Wrapping this technology with computer vision makes it more dynamic and gives a detailed interpreted approach to gesture recognition technology [3, 4]. It is an interdisciplinary science, which is making its way in innumerable sectors, from retail and security to automotive, health, agriculture, and banking industry. From a technical point of view, we try to automate the tasks that the human vision system can do [5]. In simple words, it can be explained as when a computer and/or machine is given the capability of sight.

Picking up the accelerated speed that technology is attainted today, when vision is hooked with certain algorithms, it transforms and takes a new step into another highly advanced field like machine and deep learning [6]. It grants the machine power of recognition of images, interpretation of images and solutions, and even learns in some cases [7].

This project gives a detailed analysis and review of gesture recognition technology when approached by computer vision, focusing on creating hand gesture recognition and concepts like background subtraction, motion detection, thresholding, and contours [8]. These concepts are implemented using OpenCV and python and show how to segment hand region from a real-time video sequence. Furthermore, the program recognizes the number of fingers shown in the real-time video sequence and shows the output on the screen.

2 Literature Review

The ever-changing nature of data requires us to have different kinds of methodology for recognizing and deciphering a signal in numerous ways [9]. However, many methods depend on key pointers spoke to the three-dimensionally arranged framework [10]. A signal can be identified with precision in view of the overall movement of the gesture.

The first step to translate development of the body will be to order them according to their basic properties and the message that the development may express [11]. Considering the conversations that take place with the help of gestures, every word or expression is communicated via them. Quek proposed in “Towards a Vision Based Hand Gesture Interface” a scientific classification that goes hand in hand with human–computer interaction (HCI) [12]. He divides them into the following so as to broadly categorize all kinds of motions:

2.1 Manipulative Gesture System

These kinds of system follow the traditional approach that was given by Richard Bolt, which is commonly known as “Put-That-There Approach.” Here, the system permits direct communication and allows the user to interact with big display objects that are in motion around the display screen [12]. The major characteristic of this system is that the gesture and the entity being controlled are coupled together and have a tight response in between each other. It is very similar to the direct interfaces that have been manipulated. However, the only difference in both is that there is a “device” present in this gesture system [3].

2.2 Semaphoric Gesture System

This gesture system approach may be called “communicative” as the gestures here can be said to be equivalent to numerous gestures that are used to communicate with a machine.

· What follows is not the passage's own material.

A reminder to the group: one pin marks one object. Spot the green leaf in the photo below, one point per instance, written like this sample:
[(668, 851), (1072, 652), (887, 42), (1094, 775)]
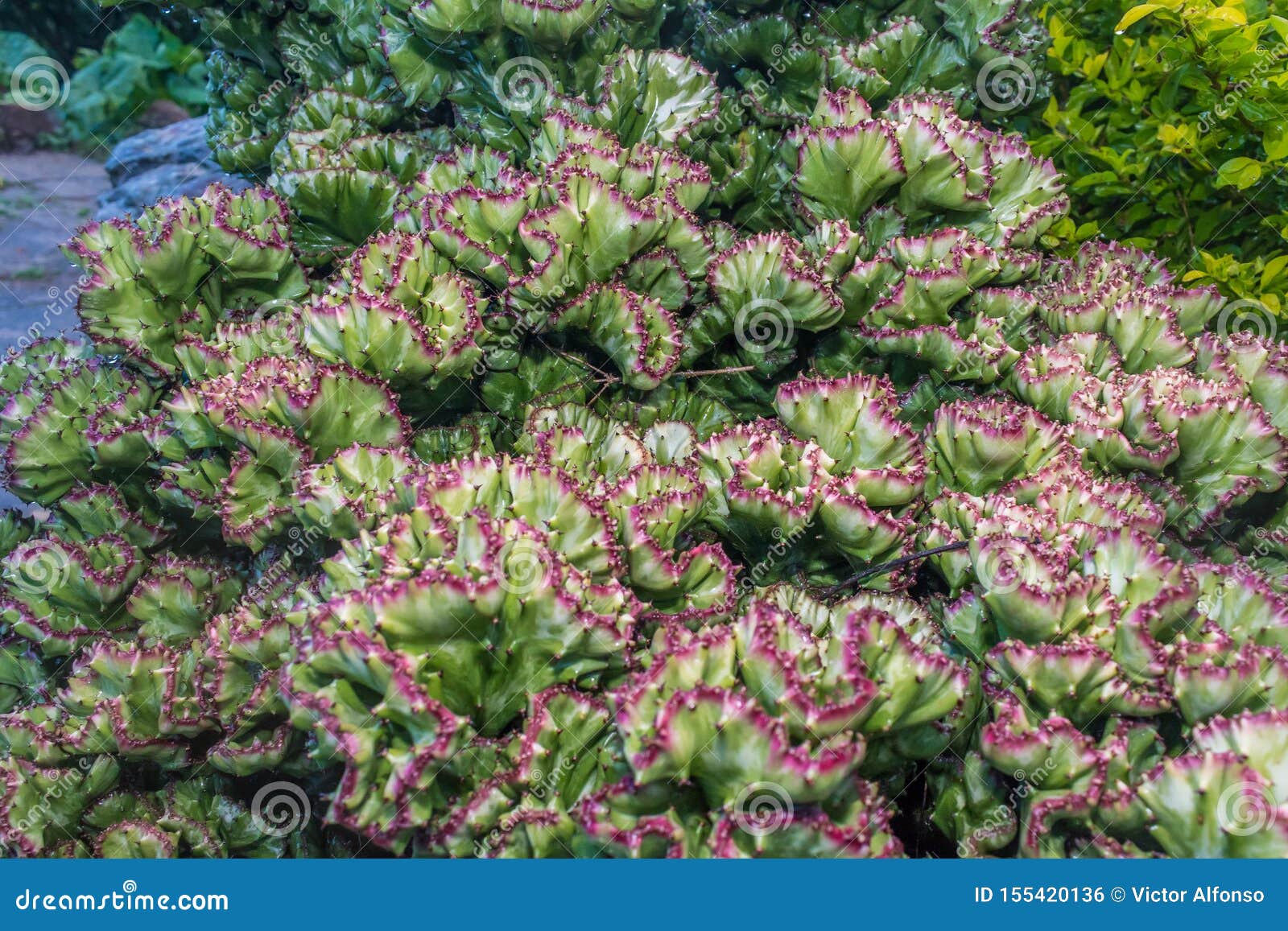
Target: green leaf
[(1135, 14)]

Each gesture/movement/pose may have a particular and designated significance [12]. However, it is important to note that unlike sign language, which has their own syntax and dynamics, the semaphoric gesture system approach only comprises of isolated symbols [13].

Semaphores amount to a very small portion in the amount of gestures that are used in our day-to-day lives. But it is to be noted that they are frequently used in literature as they can most easily be achieved [14].

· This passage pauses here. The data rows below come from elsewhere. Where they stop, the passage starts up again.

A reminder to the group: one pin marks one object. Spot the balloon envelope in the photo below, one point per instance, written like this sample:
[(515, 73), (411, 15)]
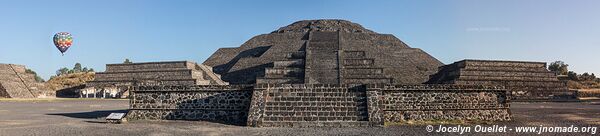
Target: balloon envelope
[(63, 41)]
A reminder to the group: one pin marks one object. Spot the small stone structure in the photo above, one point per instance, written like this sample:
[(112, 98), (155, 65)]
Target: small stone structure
[(525, 80), (337, 73), (118, 79), (302, 105), (15, 82), (220, 103)]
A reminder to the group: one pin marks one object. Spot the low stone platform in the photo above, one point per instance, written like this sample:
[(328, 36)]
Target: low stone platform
[(119, 78), (15, 82), (308, 105), (526, 81)]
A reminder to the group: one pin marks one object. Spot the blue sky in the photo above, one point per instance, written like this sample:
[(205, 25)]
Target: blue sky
[(159, 30)]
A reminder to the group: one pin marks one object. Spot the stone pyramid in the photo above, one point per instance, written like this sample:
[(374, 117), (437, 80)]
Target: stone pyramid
[(16, 83), (323, 52), (166, 72)]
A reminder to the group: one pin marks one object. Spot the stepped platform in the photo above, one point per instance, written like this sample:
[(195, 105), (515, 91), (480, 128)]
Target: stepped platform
[(15, 82), (527, 81), (318, 105), (323, 52), (118, 79)]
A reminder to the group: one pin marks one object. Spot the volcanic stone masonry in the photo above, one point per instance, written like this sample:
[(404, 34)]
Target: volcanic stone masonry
[(337, 73), (323, 52), (15, 82), (304, 105), (119, 78), (526, 80)]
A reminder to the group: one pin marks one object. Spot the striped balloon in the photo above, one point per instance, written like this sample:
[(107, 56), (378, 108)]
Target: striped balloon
[(63, 41)]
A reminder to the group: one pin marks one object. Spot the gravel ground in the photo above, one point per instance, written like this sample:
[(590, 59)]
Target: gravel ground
[(85, 117)]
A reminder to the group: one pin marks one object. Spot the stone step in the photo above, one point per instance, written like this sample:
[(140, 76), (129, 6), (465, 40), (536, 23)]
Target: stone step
[(504, 73), (202, 82), (352, 114), (469, 63), (358, 95), (505, 69), (315, 118), (323, 36), (507, 78), (361, 108), (319, 89), (283, 80), (354, 54), (362, 71), (368, 80), (147, 77), (298, 63), (358, 62), (16, 89), (290, 72), (296, 55), (147, 65), (352, 104), (315, 124), (319, 101), (131, 82), (511, 83), (141, 74), (323, 46)]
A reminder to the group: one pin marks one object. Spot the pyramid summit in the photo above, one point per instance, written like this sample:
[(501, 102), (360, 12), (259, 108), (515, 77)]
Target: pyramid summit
[(324, 25), (323, 52)]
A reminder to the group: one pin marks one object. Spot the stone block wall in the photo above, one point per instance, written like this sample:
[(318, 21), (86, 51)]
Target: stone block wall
[(310, 105), (402, 103), (526, 81), (125, 76), (17, 83), (217, 103), (304, 105)]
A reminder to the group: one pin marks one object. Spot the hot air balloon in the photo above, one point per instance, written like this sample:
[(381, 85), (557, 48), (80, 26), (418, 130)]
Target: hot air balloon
[(63, 41)]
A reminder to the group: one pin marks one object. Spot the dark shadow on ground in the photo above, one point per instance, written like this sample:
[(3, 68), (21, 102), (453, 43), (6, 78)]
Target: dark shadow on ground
[(70, 92), (89, 115), (98, 122)]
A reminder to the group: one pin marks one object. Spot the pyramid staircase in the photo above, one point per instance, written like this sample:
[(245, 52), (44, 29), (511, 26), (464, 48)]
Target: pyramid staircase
[(13, 83)]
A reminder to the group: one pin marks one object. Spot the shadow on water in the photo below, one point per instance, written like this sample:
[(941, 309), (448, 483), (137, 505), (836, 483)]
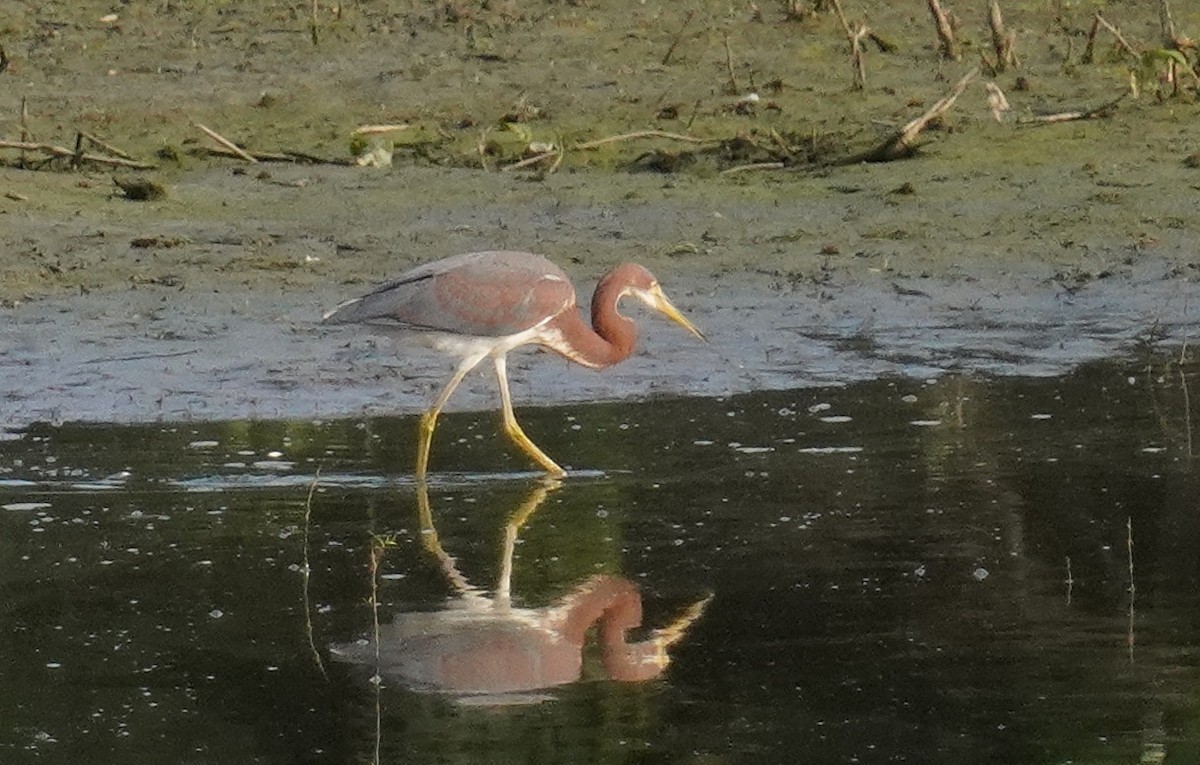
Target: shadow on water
[(954, 571)]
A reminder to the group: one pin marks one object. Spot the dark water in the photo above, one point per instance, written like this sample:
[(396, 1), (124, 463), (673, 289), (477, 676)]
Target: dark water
[(900, 572)]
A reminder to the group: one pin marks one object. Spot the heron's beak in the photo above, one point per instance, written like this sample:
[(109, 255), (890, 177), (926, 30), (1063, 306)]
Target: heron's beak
[(660, 302)]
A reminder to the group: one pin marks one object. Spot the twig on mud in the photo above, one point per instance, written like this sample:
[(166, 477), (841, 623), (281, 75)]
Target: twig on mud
[(856, 46), (903, 143), (534, 160), (687, 19), (378, 130), (945, 30), (754, 166), (996, 101), (111, 149), (275, 156), (228, 144), (1102, 110), (76, 156), (24, 128), (1097, 23), (611, 139)]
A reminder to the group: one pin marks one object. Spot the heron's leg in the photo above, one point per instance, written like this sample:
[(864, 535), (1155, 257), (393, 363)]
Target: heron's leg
[(431, 542), (514, 429), (511, 529), (430, 419)]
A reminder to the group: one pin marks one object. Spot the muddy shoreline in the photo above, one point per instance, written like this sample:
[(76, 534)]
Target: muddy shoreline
[(1002, 248)]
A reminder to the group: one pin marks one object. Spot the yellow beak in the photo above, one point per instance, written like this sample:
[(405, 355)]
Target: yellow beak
[(659, 302)]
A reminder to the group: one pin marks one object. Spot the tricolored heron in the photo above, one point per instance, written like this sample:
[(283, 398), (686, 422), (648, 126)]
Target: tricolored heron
[(486, 646), (485, 303)]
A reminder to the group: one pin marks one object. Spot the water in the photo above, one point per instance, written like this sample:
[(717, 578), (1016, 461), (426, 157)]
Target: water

2.3 Conversational Gesture System

The gestures performed in due course of time by humans in their day-to-day life are known as conversational gestures. They come to us naturally, and the person making these gestures gives not a lot of thought [2, 12]. They do not have a particular or specifically fixed meaning and can be used in one more context unlike the semaphoric gesture system where all the signs and gestures have fixed syntax, grammar, and meanings. They are isolated symbols and are generally accompanied by language or speech [1]. Even though they are not consciously constructed by the human mind, they can still be determined by disclosure text, personal style, culture, social presence, etc.

3 Methodology

In this paper, a hand signal is perceived from a real-time video succession. To perceive the motions from a live arrangement, the first step would be to take out the hand area distinctly, evacuating the undesirable bits in the video succession [8]. In the wake of portioning the hand district, we at that point include the fingers appeared in the video succession to teach the robot dependent about the finger tally.

3.1 Hand Segmentation

The initial phase close by motion acknowledgment is clearly to discover the hand locale by taking out the various undesirable segments in the video arrangement [15]. After an amount of processing has already taken place, it is determined what areas of the image or what particular pixels are relevant for the process to move further.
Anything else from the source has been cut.